ツボ刺激は、伝統的な治療法として現代医学よりはるかに古い歴史を持ち、その効果についても経験的によく知られています。にもかかわらず、いまだに謎を秘めた療法とされています。なぜツボ刺激が効くのか、その根本のところが、いまだによくわかっていないのです。【解説】樋口敏宏(明治国際医療大学脳神経外科教授)

合谷の位置はココ

合谷への刺激を最新技術で測定

 ツボ刺激は、伝統的な治療法として現代医学よりはるかに古い歴史を持ち、その効果についても経験的によく知られています。にもかかわらず、いまだに謎を秘めた療法とされています。なぜツボ刺激が効くのか、その根本のところが、いまだによくわかっていないのです。
 解明が難しいのは、その効果のしくみを生体内で医学的にとらえることが容易ではないからです。

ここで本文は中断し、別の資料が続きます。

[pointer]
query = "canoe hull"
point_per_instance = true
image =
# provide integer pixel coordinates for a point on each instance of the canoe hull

 そこで、私たちは最も古くから多くの人たちに愛用されてきたツボのひとつである合谷に、現代医学の最も新しい測定法であるMRI(磁気共鳴画像法)を用いて、脳機能の面からその秘密を探ってみました。
 合谷を選んだのは、以下のような理由からです。まず、合谷は幅広い効果を持つツボであること。たとえば、頭痛、歯痛、疲れ目、鼻炎、肩こりなど、上半身の多様な症状に効果を発揮するばかりか、精神的なストレスの軽減にも効果があるといわれています。
 中でも有名なのは、痛みへの効果です。私は脳神経外科を専門としていることから、頭痛などの痛みに定評があるこのツボに、以前から興味を持っていました。

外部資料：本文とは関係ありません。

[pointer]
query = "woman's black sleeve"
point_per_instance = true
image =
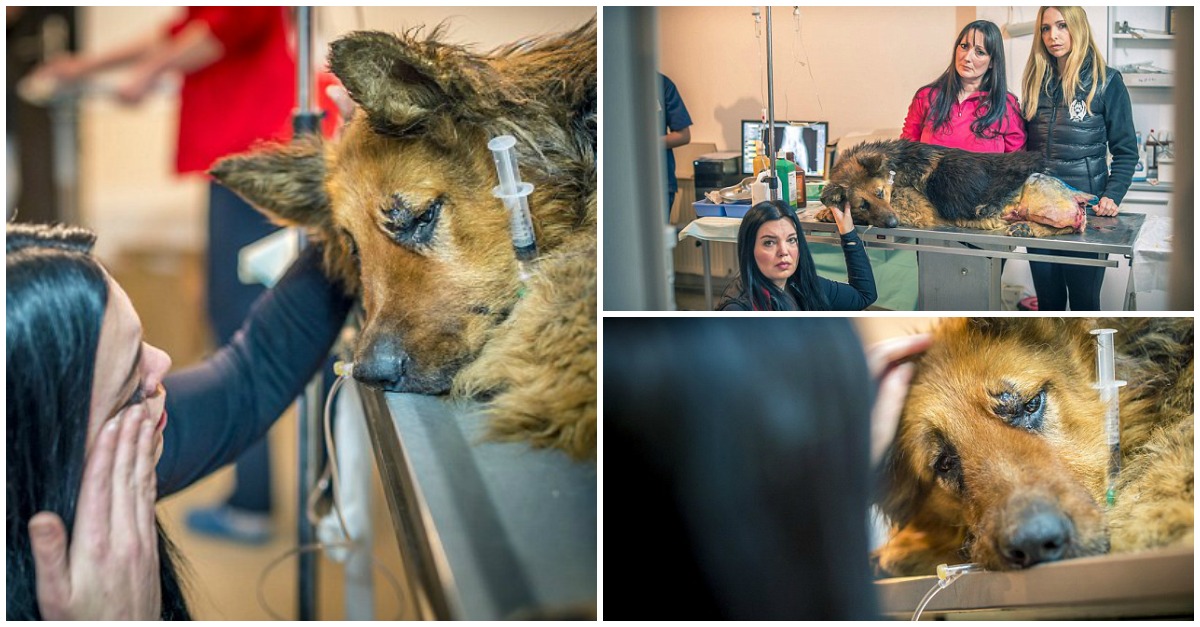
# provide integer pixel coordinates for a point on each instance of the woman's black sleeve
(1122, 138)
(219, 408)
(861, 292)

 また、MRIを用いて脳を調べる研究では、手の合谷は非常に便利なツボです。測定のときに、脳から遠く離れた手という場所にあり、しかも刺激が容易なために、ツボ刺激をしながら脳への影響をその場で確かめることができます。
 外界と接している皮膚には、日常生活でたえず刺激(感覚刺激)が加わっています。そうした刺激は、神経を介して感覚の中枢である脳に伝えられますが、そうした一般的な刺激と鍼などによるツボ刺激とではどのように違うのかをMRIで調べてみました。

痛みの軽減に関係する脳の領域が刺激される

 まず、MRIで得られた画像①(下の図)を見てください。これは一般的な刺激として、被験者の合谷を化粧ブラシでこすった場合に現れてきた反応です。
 中心後回(一次感覚野)、縁上回(二次感覚野)、視床、島などと呼ばれる脳の部位の血流が増し、そこが賦活(活性化)されているのが画像からわかります。こうした変化は、合谷ではない部位に同様の刺激を加えても起きてきます。

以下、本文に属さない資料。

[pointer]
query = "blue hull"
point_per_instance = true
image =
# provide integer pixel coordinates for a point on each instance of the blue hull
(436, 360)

 ところが、捻鍼刺激(痛みを伴わない鍼刺激のこと)、電気鍼刺激、高温温熱刺激などのツボ刺激を合谷に与えたところ、一般的な刺激とは違った、脳の部位が賦活されたのです。特にハッキリとしているのは、帯状回と内側前頭回(補足運動野)などの脳の部位です。画像②(左の下の図)は、そうしたツボ刺激で得られた画像のひとつです。
 実は、これらの領域の変化は、痛覚の処理をするさいに賦活される脳の領域と重なってきます。つまり、このことから、ツボ刺激が一般的な刺激と違って、痛みを軽減する効果があると推察できるわけです。

合谷を刺激したときの脳の反応(MRI画像)

適度な刺激でも効果的で持続する

 また、痛みなどの刺激を脳が受け取るには、受容器と呼ばれる器官を介して、神経が刺激を受けなければなりません。そうした痛みを伴うような刺激を受け取る受容器のひとつに、「ポリモダール侵害受容器」があります。

 実は、ツボ刺激の効果を説明する理論のひとつに、このポリモダール侵害受容器の反応(鎮痛作用)がかかわっているという説があります。
 簡単に述べると、ポリモダール侵害受容器が刺激を受けると反応し、脳の鎮痛システムが賦活されて痛みが軽減されるという説です。

 ポリモダール侵害受容器に反応を起こさせる刺激は強いものである必要はありません。ほとんど痛みを感じないような刺激でも、反応を起こさせることができます。
 今回行った鍼刺激、電気鍼刺激、高温温熱刺激は、実際の治療の現場で行われているのと同様の、ほとんど痛みの伴わない刺激です。私たちの研究は、痛みの受容体を直接刺激するような実験ではありませんが、脳の痛覚の処理系が賦活された事実から考えるなら、このポリモダール侵害受容器説を側面から支持したことになるかもしれません。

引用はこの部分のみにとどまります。